HoloLens is a Mixed Reality (MR) solution encompassing a wide range of experiences that previously were considered to be only augmented reality or only virtual reality. In mixed reality, people, places, and objects from the physical and virtual worlds merge together in a blended environment.
Takaaki Inoue, director of engineering and quality assurance for Japan Airlines’ U.S. operations, told bizjournals.com that JAL was the first Asian company and airline to develop training tools with the HoloLens technology. Development work began in August 2015, and a prototype was completed this fall.
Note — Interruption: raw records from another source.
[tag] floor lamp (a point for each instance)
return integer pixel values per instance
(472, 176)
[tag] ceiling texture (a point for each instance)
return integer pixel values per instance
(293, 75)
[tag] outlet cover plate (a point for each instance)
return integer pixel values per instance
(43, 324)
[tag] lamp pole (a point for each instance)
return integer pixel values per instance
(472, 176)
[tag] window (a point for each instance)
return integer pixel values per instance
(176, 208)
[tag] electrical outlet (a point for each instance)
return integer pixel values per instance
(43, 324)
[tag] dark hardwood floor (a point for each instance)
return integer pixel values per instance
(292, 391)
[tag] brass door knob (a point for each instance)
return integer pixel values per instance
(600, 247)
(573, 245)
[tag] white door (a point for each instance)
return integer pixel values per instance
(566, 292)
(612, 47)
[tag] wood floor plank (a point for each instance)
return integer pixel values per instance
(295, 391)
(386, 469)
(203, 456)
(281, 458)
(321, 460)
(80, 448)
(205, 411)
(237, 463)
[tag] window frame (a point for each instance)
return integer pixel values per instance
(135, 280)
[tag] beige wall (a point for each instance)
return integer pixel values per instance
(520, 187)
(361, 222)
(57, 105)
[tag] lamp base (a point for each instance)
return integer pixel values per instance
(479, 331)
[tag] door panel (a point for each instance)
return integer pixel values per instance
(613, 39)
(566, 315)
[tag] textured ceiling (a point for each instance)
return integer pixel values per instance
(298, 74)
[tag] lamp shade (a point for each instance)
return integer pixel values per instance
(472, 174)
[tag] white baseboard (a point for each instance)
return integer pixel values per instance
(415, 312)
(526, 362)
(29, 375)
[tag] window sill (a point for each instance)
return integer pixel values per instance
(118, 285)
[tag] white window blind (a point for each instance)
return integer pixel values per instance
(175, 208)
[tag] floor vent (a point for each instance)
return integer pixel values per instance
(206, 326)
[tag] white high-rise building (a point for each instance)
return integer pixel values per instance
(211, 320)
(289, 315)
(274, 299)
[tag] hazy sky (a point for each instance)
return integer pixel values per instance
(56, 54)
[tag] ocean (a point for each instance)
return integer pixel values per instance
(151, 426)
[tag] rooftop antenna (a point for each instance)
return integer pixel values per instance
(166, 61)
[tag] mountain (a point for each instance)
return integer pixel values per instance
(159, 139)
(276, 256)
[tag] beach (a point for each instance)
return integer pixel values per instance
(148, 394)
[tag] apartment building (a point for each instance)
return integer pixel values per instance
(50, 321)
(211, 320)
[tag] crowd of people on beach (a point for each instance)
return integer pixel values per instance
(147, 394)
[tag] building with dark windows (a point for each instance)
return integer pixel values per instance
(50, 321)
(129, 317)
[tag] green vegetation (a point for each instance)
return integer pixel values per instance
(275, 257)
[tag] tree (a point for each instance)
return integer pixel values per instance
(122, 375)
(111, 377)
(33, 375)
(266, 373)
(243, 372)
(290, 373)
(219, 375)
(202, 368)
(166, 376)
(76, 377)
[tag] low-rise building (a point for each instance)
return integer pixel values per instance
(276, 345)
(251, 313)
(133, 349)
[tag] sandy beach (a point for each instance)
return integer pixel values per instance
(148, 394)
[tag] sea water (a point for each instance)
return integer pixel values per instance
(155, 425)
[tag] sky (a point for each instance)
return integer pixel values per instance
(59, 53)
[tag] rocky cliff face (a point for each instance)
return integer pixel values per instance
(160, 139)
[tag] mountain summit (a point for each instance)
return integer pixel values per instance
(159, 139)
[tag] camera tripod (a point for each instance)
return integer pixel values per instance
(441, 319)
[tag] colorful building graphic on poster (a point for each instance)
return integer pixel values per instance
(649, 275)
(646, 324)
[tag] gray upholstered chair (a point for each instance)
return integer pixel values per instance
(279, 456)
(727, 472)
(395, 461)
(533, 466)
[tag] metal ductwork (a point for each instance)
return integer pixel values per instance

HoloLens-produced images allow mechanics to experience a strikingly realistic environment using a pair of goggles connected to a nearby computer. A three-dimensional hologram image of a jet engine appears to hang suspended from the ceiling in the room. A HoloLens-wearing student may stand beside it and examine the engine up close and even take it apart, allowing examination of structure and connections to other nearby aircraft systems. According to stocknewsusa.com, Microsoft is also developing a new system which tracks the users’ gaze. The goal of this system is to help those that cannot use a mouse, or to allow the control of a computer to those that have their hands occupied.
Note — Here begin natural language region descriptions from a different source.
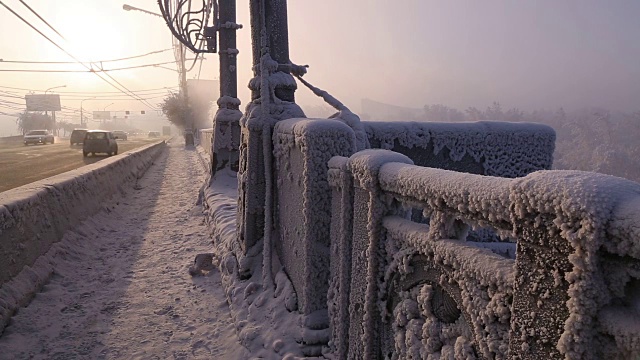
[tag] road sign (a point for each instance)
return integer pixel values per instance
(43, 102)
(101, 115)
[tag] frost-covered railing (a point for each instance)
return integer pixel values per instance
(410, 289)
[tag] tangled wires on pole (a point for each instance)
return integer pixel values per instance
(194, 27)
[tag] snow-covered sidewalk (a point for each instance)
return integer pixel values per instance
(122, 289)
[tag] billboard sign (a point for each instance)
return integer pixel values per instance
(43, 102)
(101, 115)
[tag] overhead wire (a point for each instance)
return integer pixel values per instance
(74, 62)
(88, 92)
(72, 56)
(87, 71)
(43, 20)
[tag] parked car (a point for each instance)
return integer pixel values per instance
(38, 137)
(77, 136)
(99, 141)
(120, 134)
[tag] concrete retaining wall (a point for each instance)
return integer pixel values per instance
(34, 217)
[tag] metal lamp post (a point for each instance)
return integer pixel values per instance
(103, 110)
(53, 113)
(180, 59)
(81, 112)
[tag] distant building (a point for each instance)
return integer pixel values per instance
(375, 110)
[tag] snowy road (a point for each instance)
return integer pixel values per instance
(122, 289)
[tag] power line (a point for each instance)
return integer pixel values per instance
(88, 71)
(43, 20)
(89, 92)
(74, 62)
(66, 52)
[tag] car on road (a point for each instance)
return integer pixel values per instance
(120, 134)
(38, 137)
(99, 141)
(77, 136)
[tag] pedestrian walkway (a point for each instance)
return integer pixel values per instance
(122, 289)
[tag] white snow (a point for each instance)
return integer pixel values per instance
(504, 149)
(121, 287)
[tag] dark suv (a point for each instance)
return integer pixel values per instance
(77, 136)
(99, 141)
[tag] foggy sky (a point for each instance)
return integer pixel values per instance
(526, 54)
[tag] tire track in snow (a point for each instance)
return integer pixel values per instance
(121, 288)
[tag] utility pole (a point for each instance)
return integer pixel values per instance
(179, 54)
(81, 111)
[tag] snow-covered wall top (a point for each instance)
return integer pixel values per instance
(302, 149)
(529, 147)
(34, 216)
(565, 223)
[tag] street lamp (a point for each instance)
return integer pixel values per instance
(53, 112)
(103, 109)
(180, 59)
(81, 113)
(129, 8)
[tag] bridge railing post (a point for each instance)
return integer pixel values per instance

HoloLens answers the need for aircrafts which aren’t in use and can be used for training purposes. Typically, textbooks with engine panel diagrams are used to show students the various engine parts.
Inoue explained that JAL mechanics can now see the inside of a Boeing Dreamliner 787 General Electric engine and take it apart without having to park and open up an aircraft. The technology could be a game-changer when it comes to training mechanics to fix the newest planes and engines.
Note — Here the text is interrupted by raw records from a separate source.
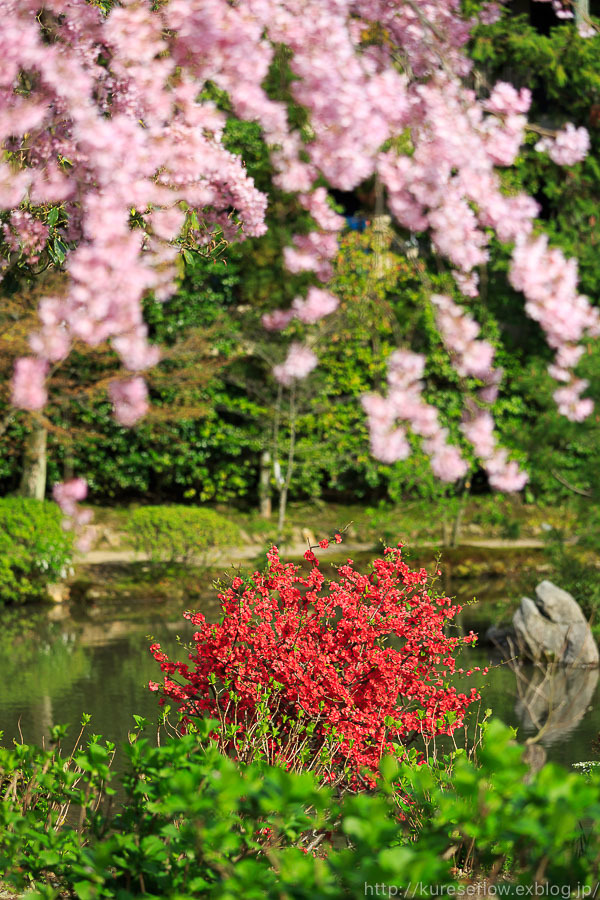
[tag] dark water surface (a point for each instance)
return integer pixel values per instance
(93, 657)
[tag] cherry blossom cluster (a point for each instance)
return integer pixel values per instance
(404, 401)
(364, 661)
(68, 495)
(549, 282)
(567, 147)
(25, 235)
(106, 117)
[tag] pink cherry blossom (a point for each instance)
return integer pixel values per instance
(299, 362)
(568, 147)
(29, 383)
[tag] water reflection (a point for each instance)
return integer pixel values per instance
(94, 658)
(552, 701)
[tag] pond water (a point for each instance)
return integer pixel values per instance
(93, 657)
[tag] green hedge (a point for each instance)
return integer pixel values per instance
(196, 824)
(180, 533)
(34, 549)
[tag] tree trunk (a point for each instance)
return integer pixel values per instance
(582, 12)
(264, 485)
(33, 479)
(288, 475)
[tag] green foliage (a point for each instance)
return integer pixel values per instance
(178, 533)
(34, 549)
(193, 823)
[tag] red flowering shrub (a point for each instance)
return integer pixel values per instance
(323, 675)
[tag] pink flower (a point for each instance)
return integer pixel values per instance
(28, 385)
(278, 319)
(318, 303)
(568, 147)
(299, 362)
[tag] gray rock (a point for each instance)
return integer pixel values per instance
(552, 627)
(552, 702)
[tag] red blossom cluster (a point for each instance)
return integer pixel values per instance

A second program centers around other parts of the 737-800. Both are experimental for now.
“We’re still trying to figure out how to implement this formally into our training system,” Inoue said.
Japan Airlines isn’t the only organization that’s found a creative way to use this new hologram technology. NASA is also using the HoloLens to train astronauts and allow those on the ground to see exactly what the astronauts are seeing in space.